Identité (n.f.) :
A. ECO. : Caractère de ce qui est identique à un modèle déjà connu. « Chacune des pièces d’un fusil pouvait être construite indépendamment et en grande quantité […]. Il y aurait tant de copies identiques de chaque pièce qu’elles seraient interchangeables » (Claude Fohlen, Canada et Etats-Unis depuis 1770). Chaque pièce de cette mécanique a donc été conçue en fonction de critères permettant d’affirmer qu’elle correspond à ce que l’on attend d’elle. L’identité s’avère à la fois un produit, le résultat d’un processus de décision visant à fabriquer ce produit, le moyen de valider la justesse de ce processus de décision, enfin le moyen d’évaluer la conformité de ce qui est produit par rapport au modèle initial.
B. PSYCHO. : Ce qui est propre à un seul individu. « Chacun a son identité propre, on ne s’est jamais copiés les uns les autres » (L’ABCDR du son, Classiques et instantanés du Rap français). L’identité devient alors synonyme d’originalité, à rebours de la première définition. Souvent, l’identité des individus est conçue comme un mélange mêlant les lignées de filiation (famille, pays) et les lignées d’élection (cercles d’amis, cercles professionnels). Dans le premier cas, l’identité est donnée par l’environnement et l’on ne saurait y échapper. Dans le second cas, elle est choisie et revendiquée.
C. DROIT : Matérialisation du lien juridique existant entre un État et une personne que forme la nationalité. L’État délivre une carte d’identité à ses ressortissants et reconnaît que ces derniers correspondent à des critères définis par les lois. La détention de cette carte donne accès à certains droits.

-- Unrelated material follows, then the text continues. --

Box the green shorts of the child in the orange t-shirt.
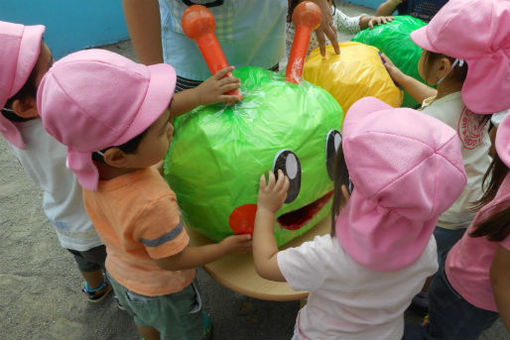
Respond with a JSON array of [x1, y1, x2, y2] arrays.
[[107, 274, 204, 340]]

D. SOCIO. : L’identité est le récit que l’on accole à son existence pour expliquer certains comportements (Jean-Claude Kaufmann). Comme tout récit, l’identité est le résultat d’un choix lié aux circonstances et s’accompagne de valorisations et d’oublis. Ce récit peut néanmoins varier en fonction des circonstances et des modifications de l’environnement.
Le mot « identité » est pour moi l’un des plus dangereux qui soient. L’identité est conçue comme remplie d’immuable : l’affirmation de l’identité d’une personne, d’un groupe ou d’une région suppose leur invariance dans le temps. Elle est également remplie d’inévitable : on ne peut échapper à son sang, à sa région, à sa religion, à son orientation sexuelle, etc. Elle est enfin remplie de péremptoire : on ne peut contester l’affirmation identitaire d’une personne, d’un groupe ou d’une région sans être suspecté de vouloir remettre en cause des droits en apparence établis.
L’identité peut apparaître comme un moyen de contester la logique du choix individuel, voire du choix démocratique. « Comment pourrais-je accepter que tu dises cela, puisque cela remet en cause mon identité ? Comment pourrais-je accepter cette loi, alors qu’elle va à l’encontre de ce que je suis ? ». Il y a deux adjectifs dérivés du mot « identité ». Le plus ancien est « identique » et conserve un sens relativement neutre et technique. Le plus récent est « identitaire » et est connoté de manière péjorative, pour dénoncer une attitude que l’on trouve déplaisante.
Mais le caractère immuable et invariant de l’idée d’identité devient problématique dans un monde qui ne cesse de changer. On ne peut maintenir indéfiniment une identité alors que l’environnement, aussi bien physique qu’humain, évolue en permanence, sous peine de se trouver un jour en total décalage. Deux solutions existent dès lors. La première revient à abandonner le discours identitaire auquel on se rattache pour se rapprocher d’un autre, mais cela ne peut s’effectuer sans peine. La seconde consiste à modifier consciemment ce récit pour l’adapter aux réalités du temps. Le rôle des intellectuels est primordial pour opérer cette mutation des récits identitaires.
Les réflexions sur l’identité qui m’ont le plus marquées ces dernières années sont celles du sociologue Jean-Claude Kaufman. De formation historienne, je m’intéresse également à l’inscription dans le temps des discours sur l’identité. Les quelques notions de droit comparé que j’ai acquises m’ont rendu sensible à la lecture du livre de Ruth Benedict Le chrysanthème et le sabre, qui décrit les fondements anthropologiques du droit japonais en insistant sur deux types de comportements liés à l’identité : ceux liés à des liens indéfectibles et que l’on ne peut refuser (avec la famille, avec le pays), et ceux liés à des choix que l’on opère soi-même et que l’on est libre de ne pas faire (contrats). Enfin, et même si je me suis efforcé de m’y intéresser, j’ai été peu touché par les réflexions sur le genre et l’identité de genre, que je trouve trop enfermantes et péremptoires pour les raisons que j’ai évoquées plus haut.